Les valeurs souvent citées de « 0,40 % de dégradation annuelle pour le TOPCon » et de « 0,25 % pour l’HJT » proviennent généralement des garanties linéaires proposées par certains fabricants. Elles ne représentent pas la dégradation réelle de tous les modules utilisant ces technologies.

La stabilité à long terme dépend également de la qualité de la passivation, de la résistance aux UV, de l’encapsulant, de la protection contre l’humidité, de la structure en verre, de l’étanchéité des bords et du contrôle de fabrication. L’IEA PVPS indique que des sensibilités liées aux UV peuvent concerner aussi bien le TOPCon que l’HJT, tandis que des produits stables existent dans les deux catégories [6].

Pour un EPC ou un projet d’investissement à long terme, il faut donc examiner les essais, la conception du module, la traçabilité des matériaux, la stabilité du fournisseur et les conditions d’application de la garantie. La technologie de cellule ne constitue qu’une partie de la qualité du produit.

4. Les exigences françaises à vérifier

Installations résidentielles jusqu’à 9 kWc : TVA à 5,5 %

Depuis le 1er octobre 2025, certains équipements photovoltaïques résidentiels d’une puissance inférieure ou égale à 9 kWc peuvent bénéficier du taux de TVA de 5,5 %. Le produit et le système doivent respecter plusieurs conditions cumulatives [7] :

  1. bilan carbone du module inférieur à 530 kgCO₂eq/kWc ;

  2. quantité d’argent dans les cellules inférieure à 14 mg/W ;

  3. teneur en plomb inférieure à 0,1 % et teneur en cadmium inférieure à 0,01 % ;

  4. système de gestion de l’énergie capable de coordonner production et consommation sur le site.

Ces conditions s’appliquent à une référence précise, et non à l’ensemble des modules TOPCon ou HJT. Avant l’achat, il faut donc vérifier les attestations valides du modèle concerné. Les mentions « N-Type » ou « procédé à basse température » ne suffisent pas à démontrer la conformité.

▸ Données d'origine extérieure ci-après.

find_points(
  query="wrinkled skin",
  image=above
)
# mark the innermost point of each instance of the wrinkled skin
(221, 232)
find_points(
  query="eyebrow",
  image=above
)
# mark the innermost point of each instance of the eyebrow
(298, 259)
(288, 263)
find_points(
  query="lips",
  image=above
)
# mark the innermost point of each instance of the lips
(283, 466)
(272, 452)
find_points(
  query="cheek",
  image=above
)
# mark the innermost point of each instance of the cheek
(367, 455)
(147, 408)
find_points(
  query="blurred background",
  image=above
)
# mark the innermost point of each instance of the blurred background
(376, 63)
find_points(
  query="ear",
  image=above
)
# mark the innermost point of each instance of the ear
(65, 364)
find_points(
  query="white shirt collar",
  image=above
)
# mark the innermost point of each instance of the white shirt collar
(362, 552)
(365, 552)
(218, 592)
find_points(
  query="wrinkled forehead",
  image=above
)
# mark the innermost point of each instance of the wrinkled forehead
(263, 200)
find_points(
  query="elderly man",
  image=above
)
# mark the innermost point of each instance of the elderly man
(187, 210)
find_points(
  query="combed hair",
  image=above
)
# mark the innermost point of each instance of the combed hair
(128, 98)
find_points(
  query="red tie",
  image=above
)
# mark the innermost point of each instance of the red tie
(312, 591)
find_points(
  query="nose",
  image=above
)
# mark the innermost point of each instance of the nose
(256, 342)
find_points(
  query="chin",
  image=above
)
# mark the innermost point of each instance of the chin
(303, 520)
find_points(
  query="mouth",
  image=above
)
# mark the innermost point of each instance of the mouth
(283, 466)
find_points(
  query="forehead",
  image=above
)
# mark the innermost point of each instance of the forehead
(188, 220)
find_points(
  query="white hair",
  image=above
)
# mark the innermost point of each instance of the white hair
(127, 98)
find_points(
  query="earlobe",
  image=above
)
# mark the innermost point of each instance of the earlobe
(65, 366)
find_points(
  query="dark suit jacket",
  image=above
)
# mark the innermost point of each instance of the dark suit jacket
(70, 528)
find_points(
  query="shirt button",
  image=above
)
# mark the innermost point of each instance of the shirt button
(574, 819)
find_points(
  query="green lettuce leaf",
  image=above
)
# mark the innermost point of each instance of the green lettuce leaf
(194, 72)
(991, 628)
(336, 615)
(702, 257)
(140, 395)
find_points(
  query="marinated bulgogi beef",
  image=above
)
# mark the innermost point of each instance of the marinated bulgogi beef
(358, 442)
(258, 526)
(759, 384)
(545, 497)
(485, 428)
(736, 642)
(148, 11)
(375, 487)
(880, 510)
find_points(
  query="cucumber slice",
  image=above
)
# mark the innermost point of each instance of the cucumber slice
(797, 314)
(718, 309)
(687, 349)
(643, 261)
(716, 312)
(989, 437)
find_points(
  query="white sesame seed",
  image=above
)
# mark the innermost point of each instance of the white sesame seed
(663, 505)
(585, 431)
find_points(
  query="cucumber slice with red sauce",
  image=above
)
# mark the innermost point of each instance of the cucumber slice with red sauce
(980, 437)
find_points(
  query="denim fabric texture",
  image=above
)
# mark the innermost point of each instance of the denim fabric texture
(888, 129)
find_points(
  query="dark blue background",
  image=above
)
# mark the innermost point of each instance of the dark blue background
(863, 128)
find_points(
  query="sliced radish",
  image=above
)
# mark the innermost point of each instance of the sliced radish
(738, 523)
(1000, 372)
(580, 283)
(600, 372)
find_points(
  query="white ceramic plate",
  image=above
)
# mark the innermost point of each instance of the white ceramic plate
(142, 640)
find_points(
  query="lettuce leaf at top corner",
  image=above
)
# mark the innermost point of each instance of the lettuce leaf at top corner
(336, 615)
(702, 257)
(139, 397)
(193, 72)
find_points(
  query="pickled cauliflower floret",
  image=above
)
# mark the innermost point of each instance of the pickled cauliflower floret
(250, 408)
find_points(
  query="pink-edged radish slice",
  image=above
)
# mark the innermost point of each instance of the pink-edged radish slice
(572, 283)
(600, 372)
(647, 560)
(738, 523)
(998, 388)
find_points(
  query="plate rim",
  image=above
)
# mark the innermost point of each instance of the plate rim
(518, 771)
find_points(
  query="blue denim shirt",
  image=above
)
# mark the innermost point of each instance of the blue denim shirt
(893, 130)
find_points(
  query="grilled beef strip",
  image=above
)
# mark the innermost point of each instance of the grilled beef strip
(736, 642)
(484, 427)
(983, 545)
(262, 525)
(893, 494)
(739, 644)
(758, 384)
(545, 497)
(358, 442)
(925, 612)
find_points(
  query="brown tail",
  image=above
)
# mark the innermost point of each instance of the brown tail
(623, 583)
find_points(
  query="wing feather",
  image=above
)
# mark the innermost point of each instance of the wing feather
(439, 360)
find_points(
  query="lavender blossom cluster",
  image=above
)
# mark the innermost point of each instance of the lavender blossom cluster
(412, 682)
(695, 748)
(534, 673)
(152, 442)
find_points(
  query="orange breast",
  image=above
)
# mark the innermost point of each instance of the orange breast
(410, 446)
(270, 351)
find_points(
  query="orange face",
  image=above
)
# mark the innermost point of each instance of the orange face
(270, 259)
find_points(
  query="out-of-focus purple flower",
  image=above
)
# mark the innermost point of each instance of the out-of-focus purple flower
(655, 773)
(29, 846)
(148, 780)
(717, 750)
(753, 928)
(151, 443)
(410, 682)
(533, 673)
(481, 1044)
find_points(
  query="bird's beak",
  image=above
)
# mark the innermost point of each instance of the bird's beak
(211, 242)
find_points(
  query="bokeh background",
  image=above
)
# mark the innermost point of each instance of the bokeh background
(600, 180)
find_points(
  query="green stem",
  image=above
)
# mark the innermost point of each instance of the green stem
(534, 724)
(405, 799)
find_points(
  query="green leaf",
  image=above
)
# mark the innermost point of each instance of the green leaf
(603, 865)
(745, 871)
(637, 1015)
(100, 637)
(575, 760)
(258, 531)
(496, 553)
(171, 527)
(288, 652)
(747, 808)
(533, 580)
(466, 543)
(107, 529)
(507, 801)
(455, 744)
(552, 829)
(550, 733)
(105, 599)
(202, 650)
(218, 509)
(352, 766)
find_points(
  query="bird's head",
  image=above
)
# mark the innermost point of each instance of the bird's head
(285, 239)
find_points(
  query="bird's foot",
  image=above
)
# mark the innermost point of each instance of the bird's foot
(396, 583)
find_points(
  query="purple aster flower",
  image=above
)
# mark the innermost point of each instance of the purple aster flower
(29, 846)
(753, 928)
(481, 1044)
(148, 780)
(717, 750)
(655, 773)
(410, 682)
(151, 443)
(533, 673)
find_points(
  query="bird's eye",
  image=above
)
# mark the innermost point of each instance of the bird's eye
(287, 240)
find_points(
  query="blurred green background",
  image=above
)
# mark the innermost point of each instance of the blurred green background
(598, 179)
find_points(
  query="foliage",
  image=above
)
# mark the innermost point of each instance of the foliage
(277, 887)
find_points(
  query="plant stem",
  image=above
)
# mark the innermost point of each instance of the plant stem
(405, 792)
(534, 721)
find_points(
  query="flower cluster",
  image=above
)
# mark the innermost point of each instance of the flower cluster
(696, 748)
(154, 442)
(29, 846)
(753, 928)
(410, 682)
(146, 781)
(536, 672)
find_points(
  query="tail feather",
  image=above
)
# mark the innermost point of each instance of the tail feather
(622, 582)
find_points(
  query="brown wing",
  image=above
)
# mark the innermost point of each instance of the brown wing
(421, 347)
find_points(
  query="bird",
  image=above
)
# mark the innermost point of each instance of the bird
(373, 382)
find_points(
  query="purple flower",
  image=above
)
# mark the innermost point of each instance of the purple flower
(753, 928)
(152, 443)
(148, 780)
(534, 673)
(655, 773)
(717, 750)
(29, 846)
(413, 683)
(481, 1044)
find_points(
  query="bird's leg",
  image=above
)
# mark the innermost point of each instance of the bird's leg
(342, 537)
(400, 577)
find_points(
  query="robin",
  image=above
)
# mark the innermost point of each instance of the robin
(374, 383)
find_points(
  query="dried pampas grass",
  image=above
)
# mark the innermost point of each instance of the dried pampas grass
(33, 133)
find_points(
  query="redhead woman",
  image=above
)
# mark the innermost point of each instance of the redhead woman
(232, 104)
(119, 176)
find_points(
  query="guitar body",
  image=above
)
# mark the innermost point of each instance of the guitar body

Pour une installation résidentielle, l’application ou non de la TVA à 5,5 % peut avoir plus d’effet sur le coût final que quelques dixièmes de point de rendement. La vérification documentaire doit précéder le calcul du ROI.

Projets CRE : ECS et résilience de l’approvisionnement

Dans le cahier des charges de la neuvième période de l’appel d’offres PPE2 PV Sol publié par la CRE en avril 2026 [8] :

  • l’ECS doit être inférieure à 550 kgCO₂eq/kWc ;

  • sur 100 points, le prix représente 70 points et l’impact carbone 16 points ;

  • le système photovoltaïque ne doit pas être assemblé dans l’« État tiers à l’Union européenne dominant » ;

  • au moins quatre des huit principaux composants ne doivent pas provenir de cet État, dont obligatoirement les modules, les cellules et les onduleurs photovoltaïques.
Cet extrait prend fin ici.